Выехали мы на дорогу. Скачем рысью, пыль столбом! Федяра все норовит меня обогнать.
Крикнул я на него:
— Куда вперед командира! А ну назад!
Санька с Ванькой скоро притомились. А тут как раз и горох. По правой руке поле зеленеет. Спешились мы, коней в кусты поставили, нехорошо гороховое поле топтать. Горох-то на поле еще молодой, сладкий, горошин нет почти, а стручки сочные, жевать вкусно.
Наелись мы гороха, сколько хотели, полные карманы напихали, только вышли на дорогу, смотрим, навстречу нам мотоцикл тарахтит. Мало ли машин по дороге ездит. Мы думали, что проедет мотоцикл, а он остановился. На нем председатель колхоза сидит. Подманивает нас пальцем:
— Подите-ка сюда. Вы кто такие?
— Мы равенские, — говорю.
— Что-то я вас никогда не видел, для равенских, вроде бы, крупноваты.
Я говорю:
— Да равенские мы, факт, равенские! Мы подросли!
— Тогда, — говорит, — другое дело. Горох ели?
Я говорю:
— Ели…
— Значит, с таких-то лет расхищаете колхозное добро? Ай-яй-яй!
— Мы и не расхищали, — говорю, — мы только попробовали.

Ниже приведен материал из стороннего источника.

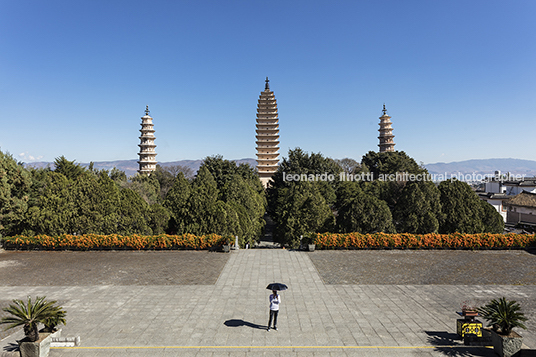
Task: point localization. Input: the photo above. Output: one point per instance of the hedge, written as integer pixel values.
(422, 241)
(113, 241)
(321, 240)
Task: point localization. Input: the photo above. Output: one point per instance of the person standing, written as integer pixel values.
(275, 300)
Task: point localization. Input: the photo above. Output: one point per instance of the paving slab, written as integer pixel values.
(229, 316)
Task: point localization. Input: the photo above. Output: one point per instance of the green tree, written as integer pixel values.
(461, 208)
(176, 203)
(205, 213)
(55, 210)
(159, 218)
(97, 201)
(147, 186)
(15, 184)
(165, 180)
(301, 209)
(358, 211)
(133, 214)
(249, 206)
(418, 209)
(69, 169)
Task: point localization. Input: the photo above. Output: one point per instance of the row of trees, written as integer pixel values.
(227, 199)
(367, 204)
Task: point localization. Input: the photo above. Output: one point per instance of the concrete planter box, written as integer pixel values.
(39, 348)
(506, 346)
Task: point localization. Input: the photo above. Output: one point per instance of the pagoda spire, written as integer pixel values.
(387, 143)
(267, 135)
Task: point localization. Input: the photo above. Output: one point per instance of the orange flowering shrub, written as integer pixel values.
(422, 241)
(113, 241)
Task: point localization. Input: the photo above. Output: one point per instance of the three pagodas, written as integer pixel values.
(267, 135)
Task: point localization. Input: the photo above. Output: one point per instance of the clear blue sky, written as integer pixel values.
(457, 77)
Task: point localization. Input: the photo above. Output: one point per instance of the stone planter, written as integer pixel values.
(39, 348)
(506, 346)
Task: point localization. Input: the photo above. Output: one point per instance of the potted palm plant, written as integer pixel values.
(52, 322)
(503, 316)
(28, 315)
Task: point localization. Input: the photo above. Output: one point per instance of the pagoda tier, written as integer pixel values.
(387, 143)
(147, 155)
(267, 135)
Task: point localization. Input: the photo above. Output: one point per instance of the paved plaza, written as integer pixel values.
(332, 307)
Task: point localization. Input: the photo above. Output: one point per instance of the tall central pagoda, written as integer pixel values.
(147, 146)
(267, 135)
(386, 133)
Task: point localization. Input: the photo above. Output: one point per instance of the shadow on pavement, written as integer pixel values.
(238, 323)
(450, 344)
(12, 347)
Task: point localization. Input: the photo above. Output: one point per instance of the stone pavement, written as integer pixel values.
(229, 318)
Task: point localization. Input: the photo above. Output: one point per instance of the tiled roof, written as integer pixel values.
(526, 199)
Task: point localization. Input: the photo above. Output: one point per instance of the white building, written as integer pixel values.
(501, 188)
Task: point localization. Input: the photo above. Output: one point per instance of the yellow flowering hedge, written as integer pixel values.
(114, 241)
(422, 241)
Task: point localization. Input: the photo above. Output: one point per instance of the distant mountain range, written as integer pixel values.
(130, 167)
(483, 166)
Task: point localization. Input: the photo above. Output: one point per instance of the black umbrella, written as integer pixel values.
(277, 286)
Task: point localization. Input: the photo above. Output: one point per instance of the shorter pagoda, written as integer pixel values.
(147, 146)
(387, 143)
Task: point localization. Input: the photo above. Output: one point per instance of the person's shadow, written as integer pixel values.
(238, 323)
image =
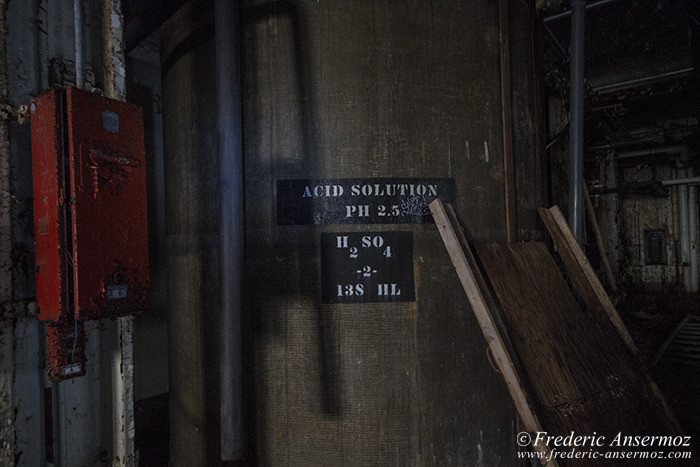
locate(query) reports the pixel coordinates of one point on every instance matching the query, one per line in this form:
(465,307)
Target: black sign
(362,267)
(360,200)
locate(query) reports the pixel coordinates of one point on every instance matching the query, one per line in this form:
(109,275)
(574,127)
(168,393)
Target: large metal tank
(335,90)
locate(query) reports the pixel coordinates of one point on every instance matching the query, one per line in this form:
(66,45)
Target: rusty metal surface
(108,206)
(49,205)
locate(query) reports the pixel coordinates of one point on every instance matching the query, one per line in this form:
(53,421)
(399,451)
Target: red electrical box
(90,223)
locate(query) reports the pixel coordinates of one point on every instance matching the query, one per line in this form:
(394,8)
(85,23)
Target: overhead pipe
(231,235)
(615,87)
(682,181)
(680,149)
(576,103)
(567,13)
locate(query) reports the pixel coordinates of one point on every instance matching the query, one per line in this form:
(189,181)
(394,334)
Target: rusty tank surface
(356,114)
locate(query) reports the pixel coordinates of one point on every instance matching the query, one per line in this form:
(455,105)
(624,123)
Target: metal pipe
(614,87)
(7,338)
(599,240)
(576,103)
(693,236)
(507,123)
(123,429)
(682,181)
(567,13)
(684,233)
(652,151)
(231,233)
(78,35)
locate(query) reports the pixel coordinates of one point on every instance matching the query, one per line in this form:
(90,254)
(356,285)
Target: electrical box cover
(89,174)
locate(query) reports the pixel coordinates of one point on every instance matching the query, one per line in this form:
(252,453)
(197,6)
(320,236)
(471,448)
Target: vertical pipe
(7,340)
(599,240)
(684,232)
(576,98)
(507,122)
(693,236)
(230,153)
(123,356)
(78,31)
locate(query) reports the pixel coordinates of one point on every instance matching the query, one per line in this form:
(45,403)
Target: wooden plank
(588,373)
(594,296)
(483,305)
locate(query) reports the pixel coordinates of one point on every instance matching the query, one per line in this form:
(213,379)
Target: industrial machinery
(89,176)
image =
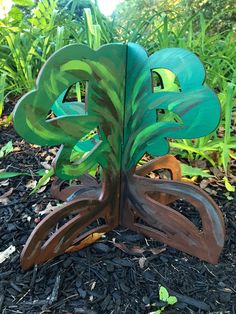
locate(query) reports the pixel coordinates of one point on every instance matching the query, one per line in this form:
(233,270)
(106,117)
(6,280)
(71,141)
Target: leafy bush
(31,31)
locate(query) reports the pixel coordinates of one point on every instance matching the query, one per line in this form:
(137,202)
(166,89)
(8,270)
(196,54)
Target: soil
(121,273)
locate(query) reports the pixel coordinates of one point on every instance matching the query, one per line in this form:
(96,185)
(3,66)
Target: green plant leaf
(172,300)
(163,294)
(6,149)
(194,171)
(47,174)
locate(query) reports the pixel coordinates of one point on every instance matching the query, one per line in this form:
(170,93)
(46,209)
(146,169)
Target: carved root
(169,226)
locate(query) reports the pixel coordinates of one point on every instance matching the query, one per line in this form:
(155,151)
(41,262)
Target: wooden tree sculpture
(133,104)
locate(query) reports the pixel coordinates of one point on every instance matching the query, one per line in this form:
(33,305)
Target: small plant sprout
(165,297)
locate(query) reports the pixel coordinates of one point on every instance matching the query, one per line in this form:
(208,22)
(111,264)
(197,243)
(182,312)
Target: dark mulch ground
(102,278)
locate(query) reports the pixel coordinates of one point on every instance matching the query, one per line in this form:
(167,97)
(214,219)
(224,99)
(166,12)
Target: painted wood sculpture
(124,107)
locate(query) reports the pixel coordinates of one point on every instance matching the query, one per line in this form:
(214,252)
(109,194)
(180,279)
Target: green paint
(122,106)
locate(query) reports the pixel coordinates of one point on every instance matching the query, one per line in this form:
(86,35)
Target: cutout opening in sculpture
(130,118)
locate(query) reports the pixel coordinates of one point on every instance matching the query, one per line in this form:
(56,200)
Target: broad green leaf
(163,294)
(194,171)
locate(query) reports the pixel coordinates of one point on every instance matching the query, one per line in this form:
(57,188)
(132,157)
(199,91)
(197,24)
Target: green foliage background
(32,31)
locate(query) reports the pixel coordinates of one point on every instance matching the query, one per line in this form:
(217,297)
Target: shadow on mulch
(102,278)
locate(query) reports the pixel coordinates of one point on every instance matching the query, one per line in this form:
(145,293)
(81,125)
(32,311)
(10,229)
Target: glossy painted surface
(127,95)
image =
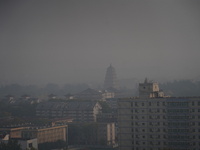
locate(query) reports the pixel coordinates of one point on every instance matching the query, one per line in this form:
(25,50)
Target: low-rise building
(46,134)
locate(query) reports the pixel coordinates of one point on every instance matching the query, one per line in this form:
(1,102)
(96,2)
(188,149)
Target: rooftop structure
(149,90)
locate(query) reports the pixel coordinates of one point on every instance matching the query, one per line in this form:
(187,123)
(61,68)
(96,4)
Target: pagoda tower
(111,78)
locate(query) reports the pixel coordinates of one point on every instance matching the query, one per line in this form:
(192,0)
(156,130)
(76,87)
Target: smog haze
(75,41)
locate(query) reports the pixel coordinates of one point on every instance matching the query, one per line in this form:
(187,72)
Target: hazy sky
(65,41)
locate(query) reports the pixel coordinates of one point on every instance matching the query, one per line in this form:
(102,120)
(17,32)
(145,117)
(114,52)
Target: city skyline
(75,41)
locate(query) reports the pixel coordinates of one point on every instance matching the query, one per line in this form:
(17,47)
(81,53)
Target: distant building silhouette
(111,78)
(149,90)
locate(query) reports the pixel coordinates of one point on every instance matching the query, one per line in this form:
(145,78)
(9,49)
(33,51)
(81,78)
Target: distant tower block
(111,78)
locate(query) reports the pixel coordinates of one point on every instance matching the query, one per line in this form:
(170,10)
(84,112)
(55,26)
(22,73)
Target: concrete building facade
(46,134)
(111,78)
(159,123)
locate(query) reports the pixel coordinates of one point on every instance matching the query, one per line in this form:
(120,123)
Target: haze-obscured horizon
(75,41)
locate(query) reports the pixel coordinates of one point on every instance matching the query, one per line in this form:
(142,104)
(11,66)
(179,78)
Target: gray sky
(76,40)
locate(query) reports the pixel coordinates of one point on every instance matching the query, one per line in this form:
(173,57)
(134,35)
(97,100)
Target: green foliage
(82,134)
(11,145)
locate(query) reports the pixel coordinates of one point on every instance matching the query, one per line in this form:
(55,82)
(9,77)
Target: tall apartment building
(110,78)
(156,122)
(159,123)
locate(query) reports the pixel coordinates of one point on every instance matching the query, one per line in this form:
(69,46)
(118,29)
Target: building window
(30,145)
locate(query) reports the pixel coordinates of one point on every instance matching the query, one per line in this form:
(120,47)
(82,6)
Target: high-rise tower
(111,78)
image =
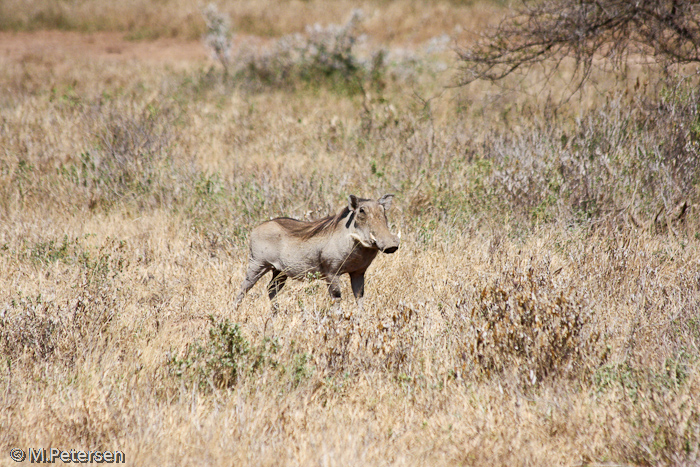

— Вот-вот, попробовали… А еще неизвестно, вырастете, так будете ли колхозу пользу приносить.
Я говорю:
— Будем, будем!
— Знаю я вас, — говорит председатель, — гороху нашего наедитесь, а после драпака в город!..
Коля Семихин совсем губы распустил, в сторону смотрит:
— Да не…
Я кричу:
— Нет, дяденька председатель, нет!..
— Ну, ешьте тогда, — говорит он, — тогда ешьте. Бобовая культура очень питательная для организма, в ней крахмал, белки… Ешьте, чтоб хорошие из вас мужики вышли. А кукуруза поспеет, то и кукурузу ешьте. Но из деревни — ни-ни! Поняли?
— Поняли…
И председатель на своем мотоцикле дальше запылил.
А мы пошли к лесу. На коней садиться не стали, пешком пошли.
— Видали? — говорю. — Вот как дело оборачивается!
Федяра опять вперед меня забегает:
— Ага! И горох, и кукурузу есть разрешил!
Да разве я про это?
Я говорю:
— Федяра, я вовсе не про горох, а про то, что вот мы какие председателю нужные! Останьтесь, говорит, не уезжайте. Да разве я куда-нибудь уеду? Всю жизнь буду жить в нашей Равенке! До гроба!
— И я буду в Равенке всю жизнь! — сказал Коля Семихин. — До гробовой доски!
— А я до березки! — крикнул Федяра.
Я спросил у Саньки с Ванькой:
— Ну, а вы?
— Мы и так никуда не уедем, — сказал Санька.
— Мы и так никуда не уедем, — повторил Ванька. Они всегда все говорят вместе.
— Мы будем пастухами, — сказал Санька.
А Ванька сказал:
— Мы будем коров пасти.
— А я, когда вырасту, стану трактористом! — сказал Коля Семихин. — Буду прицеп возить, вжи, вж-жи!..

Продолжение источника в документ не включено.